Writer/director Christophe Honore and composer Alex Beaupain
continue to reinvent the movie musical with "Beloved," a companion
piece to their "Love Songs" (2008). No one else in the world is doing
what they're doing. They may not be great artists, but they are certainly good
ones. When they're at their best, they produce cinema moments that are nothing
short of sublime.
In "Beloved" there also is the added delight of
seeing the real-life mother-and-daughter team of Catherine Deneuve and Chiara
Mastroianni (shown here) on screen together for what I think is the first time -- and
playing a mother and daughter! Masterful casting.
One can't help but think of Marcello Mastroianni either
(Chiara's late father), who seems to be lurking around every corner -- and
through him, of course, Federico Fellini. And it gets better. The man playing
Chiara's father is none other than Milos Forman. Yes, THE Milos Forman
("Amadeus"). The casting is almost too inspired. It threatens to
drown the film in nostalgia for the halcyon days of European cinema.

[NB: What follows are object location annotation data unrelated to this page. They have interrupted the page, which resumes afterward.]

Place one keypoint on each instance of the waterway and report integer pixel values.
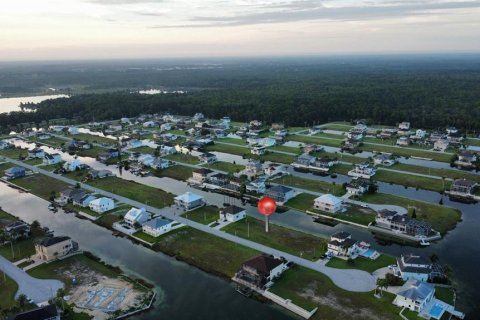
(13, 104)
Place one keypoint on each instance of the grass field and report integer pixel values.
(204, 215)
(225, 166)
(310, 289)
(312, 185)
(441, 217)
(281, 238)
(135, 191)
(207, 252)
(362, 263)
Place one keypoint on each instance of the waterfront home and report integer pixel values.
(363, 170)
(403, 141)
(414, 295)
(207, 157)
(48, 312)
(328, 203)
(73, 165)
(82, 200)
(135, 217)
(463, 187)
(232, 213)
(14, 173)
(189, 201)
(342, 245)
(54, 248)
(402, 223)
(416, 266)
(280, 194)
(260, 271)
(404, 126)
(102, 205)
(358, 186)
(157, 226)
(50, 159)
(466, 159)
(36, 153)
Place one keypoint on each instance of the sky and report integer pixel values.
(116, 29)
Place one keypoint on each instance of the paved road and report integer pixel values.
(38, 290)
(348, 279)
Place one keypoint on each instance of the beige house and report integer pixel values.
(56, 247)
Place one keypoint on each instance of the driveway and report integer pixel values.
(40, 291)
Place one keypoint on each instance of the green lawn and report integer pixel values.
(204, 215)
(8, 289)
(207, 252)
(225, 166)
(41, 185)
(312, 185)
(135, 191)
(302, 202)
(181, 157)
(310, 289)
(177, 172)
(362, 263)
(281, 238)
(442, 218)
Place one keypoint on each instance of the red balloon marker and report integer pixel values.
(267, 207)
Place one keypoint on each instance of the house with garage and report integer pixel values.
(51, 159)
(157, 226)
(189, 201)
(102, 205)
(54, 248)
(259, 272)
(232, 214)
(328, 203)
(280, 194)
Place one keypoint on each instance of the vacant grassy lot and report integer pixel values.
(362, 263)
(441, 217)
(312, 185)
(204, 215)
(182, 157)
(302, 202)
(310, 289)
(225, 166)
(41, 185)
(205, 251)
(281, 238)
(135, 191)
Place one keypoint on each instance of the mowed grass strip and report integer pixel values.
(310, 289)
(441, 217)
(205, 251)
(130, 189)
(281, 238)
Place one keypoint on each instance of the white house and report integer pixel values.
(189, 201)
(72, 165)
(157, 226)
(328, 203)
(102, 205)
(414, 295)
(134, 216)
(232, 213)
(54, 158)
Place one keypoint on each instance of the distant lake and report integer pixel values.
(13, 104)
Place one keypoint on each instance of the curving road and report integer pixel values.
(40, 291)
(348, 279)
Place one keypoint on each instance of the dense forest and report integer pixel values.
(430, 93)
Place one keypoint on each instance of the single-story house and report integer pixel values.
(328, 203)
(102, 205)
(232, 213)
(189, 201)
(157, 226)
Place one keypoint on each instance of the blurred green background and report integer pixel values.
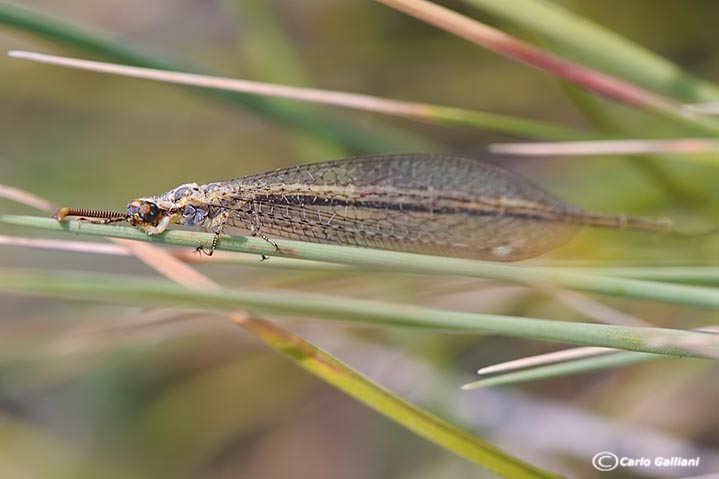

Representing young Europe are, in addition to Mastroianni,
Louis Garrel and Ludivine Sagnier. Sagnier plays the main character in her youth: a prostitute
in 1960s Paris who falls in love with and marries a Czech doctor. In her later
years, she's played by a still-randy Deneuve. Forman (who in real life is
Czech) plays the Czech doctor in his later years. Mastroianni plays their
daughter.
Garrel plays Mastroianni's on-and-off boyfriend.
Moving things in a really different direction (and bringing
America into the mix) is an American played by Paul Schneider, a gay man who
has a boundary-breaking hard-to-define romance of sorts with Mastroianni.
I know what you're thinking: too many characters. It's true. The film does get overblown with
confusing inter-relationships, and I haven't even explained all of them. The film is also not edited well and too long (2 hours and
10 minutes).
"Beloved" is a musical kaleidoscope of love. At times,
it's a sloppy mess. But at times it beautifully captures 21st-century love, in
all its shape-shifting glory. Name one interesting person in a big city today
who has a standard relationship that perfectly fits into the box of
marital fidelity or even sexual orientation. I'm a gay man, and my greatest
loves in the 21st century have been with either single straight men or married
straight women. Complexities abound.
As I was just remarking in a review of Oliver Stone's
"Savages," the human species is evolving at lightning speed. We're
reinventing love in a fearless and exhilarating way. Honore revels in this and
throws us into the euphoric thrum of it all. But it's
not all glee. One character commits suicide. The breakdown of sexual
orientation and bourgeois forms of relationship comes at a price. It can be
profoundly disconcerting. When you love someone outside your sexual orientation, you go home alone most of the time -- both of you. Both of you know that
you're loved, but you don't have each other to hold onto in bed.
Making it even more complicated, the person who IS in your
bed knows your real love is someone else. Radical forms of love are not for the
weak.
It is flawed, but "Beloved" is also a wonder: a
joyful but conflicted embrace of the future.
Did I mention the music of "Beloved"? At times it is exquisite.